Configurations
Also called: System settings, Baselines
What it is
A Configuration describes how a system, tool, or service is set up.
A configuration defines a desired state. It specifies what settings, options, or conditions should exist, without describing step-by-step actions to achieve them.

Configurations answer the question:
“How should this be configured?”
Why configurations exist
Organizations use configurations to:
- Standardize system behavior
- Reduce risk and variability
- Enforce security and operational expectations
- Maintain consistency over time
- Detect and prevent unintended changes
Configurations are especially important in environments where systems change frequently or are managed by multiple people or services.

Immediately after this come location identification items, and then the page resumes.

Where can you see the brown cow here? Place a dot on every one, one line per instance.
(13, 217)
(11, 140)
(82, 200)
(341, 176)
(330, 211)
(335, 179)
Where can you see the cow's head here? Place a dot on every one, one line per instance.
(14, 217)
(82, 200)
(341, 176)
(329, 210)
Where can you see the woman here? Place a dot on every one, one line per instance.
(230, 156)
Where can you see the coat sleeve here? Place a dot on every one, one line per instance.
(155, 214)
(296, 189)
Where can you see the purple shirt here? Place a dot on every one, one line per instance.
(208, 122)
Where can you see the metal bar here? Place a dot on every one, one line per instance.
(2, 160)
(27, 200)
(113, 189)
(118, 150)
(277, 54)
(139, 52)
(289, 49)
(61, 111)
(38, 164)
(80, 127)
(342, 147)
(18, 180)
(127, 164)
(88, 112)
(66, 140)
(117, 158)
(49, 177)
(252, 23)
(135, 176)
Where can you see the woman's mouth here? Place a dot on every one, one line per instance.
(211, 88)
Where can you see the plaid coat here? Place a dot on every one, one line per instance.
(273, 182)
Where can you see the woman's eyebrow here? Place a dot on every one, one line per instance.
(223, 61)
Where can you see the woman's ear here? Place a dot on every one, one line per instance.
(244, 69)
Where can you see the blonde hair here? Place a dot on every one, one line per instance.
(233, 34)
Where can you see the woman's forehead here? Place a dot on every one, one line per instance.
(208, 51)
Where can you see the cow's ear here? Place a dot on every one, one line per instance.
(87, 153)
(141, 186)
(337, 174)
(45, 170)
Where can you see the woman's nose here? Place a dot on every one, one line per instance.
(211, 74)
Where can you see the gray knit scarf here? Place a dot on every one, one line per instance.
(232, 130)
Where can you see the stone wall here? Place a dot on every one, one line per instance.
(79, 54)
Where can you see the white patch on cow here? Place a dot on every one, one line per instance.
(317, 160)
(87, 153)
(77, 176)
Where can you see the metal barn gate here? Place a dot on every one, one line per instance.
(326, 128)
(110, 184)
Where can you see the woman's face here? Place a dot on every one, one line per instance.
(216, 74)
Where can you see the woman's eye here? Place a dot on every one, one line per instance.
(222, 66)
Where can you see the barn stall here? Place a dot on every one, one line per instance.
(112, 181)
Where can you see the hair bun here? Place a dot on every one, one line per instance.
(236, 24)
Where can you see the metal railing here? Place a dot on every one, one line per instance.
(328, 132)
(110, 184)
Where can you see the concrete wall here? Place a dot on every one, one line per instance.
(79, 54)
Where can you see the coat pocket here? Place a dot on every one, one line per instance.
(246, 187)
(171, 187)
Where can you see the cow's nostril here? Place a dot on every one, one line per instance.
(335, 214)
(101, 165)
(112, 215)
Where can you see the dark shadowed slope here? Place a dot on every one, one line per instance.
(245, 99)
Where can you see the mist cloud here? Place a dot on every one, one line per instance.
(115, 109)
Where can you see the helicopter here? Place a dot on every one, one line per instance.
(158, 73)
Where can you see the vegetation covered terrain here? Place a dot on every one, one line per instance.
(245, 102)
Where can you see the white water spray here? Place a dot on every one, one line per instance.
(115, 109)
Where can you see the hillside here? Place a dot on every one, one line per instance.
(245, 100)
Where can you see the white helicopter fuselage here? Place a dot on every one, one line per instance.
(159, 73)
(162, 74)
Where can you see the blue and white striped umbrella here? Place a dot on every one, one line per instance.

Common examples of configurations
- Identity and access settings
- Firewall or network rules
- System hardening settings
- Logging and retention settings
- Cloud resource configurations
- Application security settings
These configurations may be documented, enforced, monitored, or validated in different ways.
Configurations vs Policies
A policy defines rules or required outcomes.
A configuration defines how a system is set to support those outcomes.
Policies state what must be true.
Configurations state how systems are set.
Policies state what must be true.
Configurations state how systems are set.
A policy may require secure authentication.
A configuration specifies how authentication is configured.
Configurations vs Procedures
A procedure explains how to perform steps to achieve an outcome.
A configuration describes the state that should exist after those steps are completed.
Procedures may be used to implement or change configurations, but the configuration itself is not a procedure.
Configurations vs Tools
A tool performs functions or enforces settings.
A configuration defines what settings the tool should enforce.
Tools apply configurations.
Configurations guide tools.
Configurations vs Artifacts
Configurations are not artifacts by themselves.
Artifacts prove something happened or exists.
Configurations define how something should be set.
Evidence of a configuration—such as a screenshot, export, or report—is an artifact.
Configuration drift occurs when the actual state of a system changes from its intended configuration.

Drift may happen due to:
- Manual changes
- Automated updates
- Tool changes
- Service activity
- Human error
Detecting and managing drift is a core reason configurations are documented and monitored.
How configurations are represented in FutureFeed
In FutureFeed, configurations are treated as defined states that matter over time.
- Configuration definitions describe the intended state
- Artifacts provide proof of actual state
- Assessments evaluate whether configurations match expectations
Configuration artifacts may be reviewed repeatedly as systems evolve.
Common confusion
Configurations are sometimes described as policies, procedures, or artifacts. This is understandable, but imprecise.
In this documentation model:
- Policies define rules and outcomes
- Procedures describe steps
- Configurations define state
- Tools enforce or apply settings
- Artifacts prove what exists
- Assessments evaluate alignment
Keeping these concepts distinct helps organizations understand intent, implementation, and verification.